PCI Compliance? Easy if you know how!
December 11th, 2006 Drazen Drazic Posted in PCI, PCI DSS |
I’ve heard a couple of times in recent weeks, figures bandied about, supposedly from the Acquiring Banks talking about the levels of PCI compliance. (I say supposedly because I don’t want to assert something that may not be right, but the sources aren’t too bad!)
Figures as high as 90% of self-assessments (as defined for Tier 2 and below) are coming back (supposedly), 100% ticked off. …… Now I ask; 90% all compliant or 90% not all compliant yet? Did I hear right? Sure did.
Now these figures fly in the face of what we’re seeing out there, so the question needs to be asked - are we only seeing clients that by chance fall into that 10% and not any of the other 90% or does something sound wrong here?

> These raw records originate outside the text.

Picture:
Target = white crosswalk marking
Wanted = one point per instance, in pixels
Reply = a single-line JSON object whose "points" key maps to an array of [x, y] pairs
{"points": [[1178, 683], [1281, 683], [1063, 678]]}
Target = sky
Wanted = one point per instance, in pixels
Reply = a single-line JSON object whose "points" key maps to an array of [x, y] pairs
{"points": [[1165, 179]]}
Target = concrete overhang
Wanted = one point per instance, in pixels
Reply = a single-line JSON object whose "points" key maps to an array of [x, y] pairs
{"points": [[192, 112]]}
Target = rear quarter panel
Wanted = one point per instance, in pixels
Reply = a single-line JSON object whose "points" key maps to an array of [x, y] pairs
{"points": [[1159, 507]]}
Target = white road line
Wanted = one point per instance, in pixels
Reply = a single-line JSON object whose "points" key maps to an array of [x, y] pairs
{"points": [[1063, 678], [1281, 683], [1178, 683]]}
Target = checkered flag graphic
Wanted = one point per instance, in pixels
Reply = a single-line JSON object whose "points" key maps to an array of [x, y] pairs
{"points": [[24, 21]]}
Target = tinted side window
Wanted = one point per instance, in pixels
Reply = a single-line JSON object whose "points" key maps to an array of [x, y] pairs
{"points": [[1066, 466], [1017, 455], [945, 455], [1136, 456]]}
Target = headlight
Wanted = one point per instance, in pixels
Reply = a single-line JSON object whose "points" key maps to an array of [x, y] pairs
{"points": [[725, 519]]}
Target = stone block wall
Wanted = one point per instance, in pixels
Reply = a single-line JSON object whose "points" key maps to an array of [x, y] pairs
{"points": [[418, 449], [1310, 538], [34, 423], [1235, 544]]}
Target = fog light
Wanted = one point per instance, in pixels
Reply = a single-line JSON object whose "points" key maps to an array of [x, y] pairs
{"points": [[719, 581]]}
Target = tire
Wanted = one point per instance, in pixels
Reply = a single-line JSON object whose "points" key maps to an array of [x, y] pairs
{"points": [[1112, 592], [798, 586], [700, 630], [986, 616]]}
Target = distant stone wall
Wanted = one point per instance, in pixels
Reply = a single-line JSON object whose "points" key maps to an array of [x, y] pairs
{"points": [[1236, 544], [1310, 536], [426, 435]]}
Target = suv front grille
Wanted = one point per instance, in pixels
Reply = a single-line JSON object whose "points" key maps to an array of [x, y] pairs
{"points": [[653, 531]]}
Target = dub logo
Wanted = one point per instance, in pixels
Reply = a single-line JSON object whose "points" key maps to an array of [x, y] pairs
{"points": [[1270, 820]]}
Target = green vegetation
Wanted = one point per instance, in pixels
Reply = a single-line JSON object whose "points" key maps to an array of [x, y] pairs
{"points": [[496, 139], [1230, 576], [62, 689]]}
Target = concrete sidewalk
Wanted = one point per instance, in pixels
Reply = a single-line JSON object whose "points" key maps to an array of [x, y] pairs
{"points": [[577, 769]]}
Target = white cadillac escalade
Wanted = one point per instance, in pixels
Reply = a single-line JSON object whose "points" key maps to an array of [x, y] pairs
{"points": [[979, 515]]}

The PCI DSS is not overly complex but it is certainly full of grey areas in terms of depth of compliance and most importantly, what’s in and what’s out of scope. Moreover, it is setting minimum security requirements and controls far ahead of almost anything else that has been thrown at the private sector.
Every client we’ve had that has seriously looked at their levels of compliance vs the PCI DSS standard has had to, to some degree make plans for some changes to their environment - most acknowledging that compliance will be a longer term project for them - resourcing and financial burden needing to be phased.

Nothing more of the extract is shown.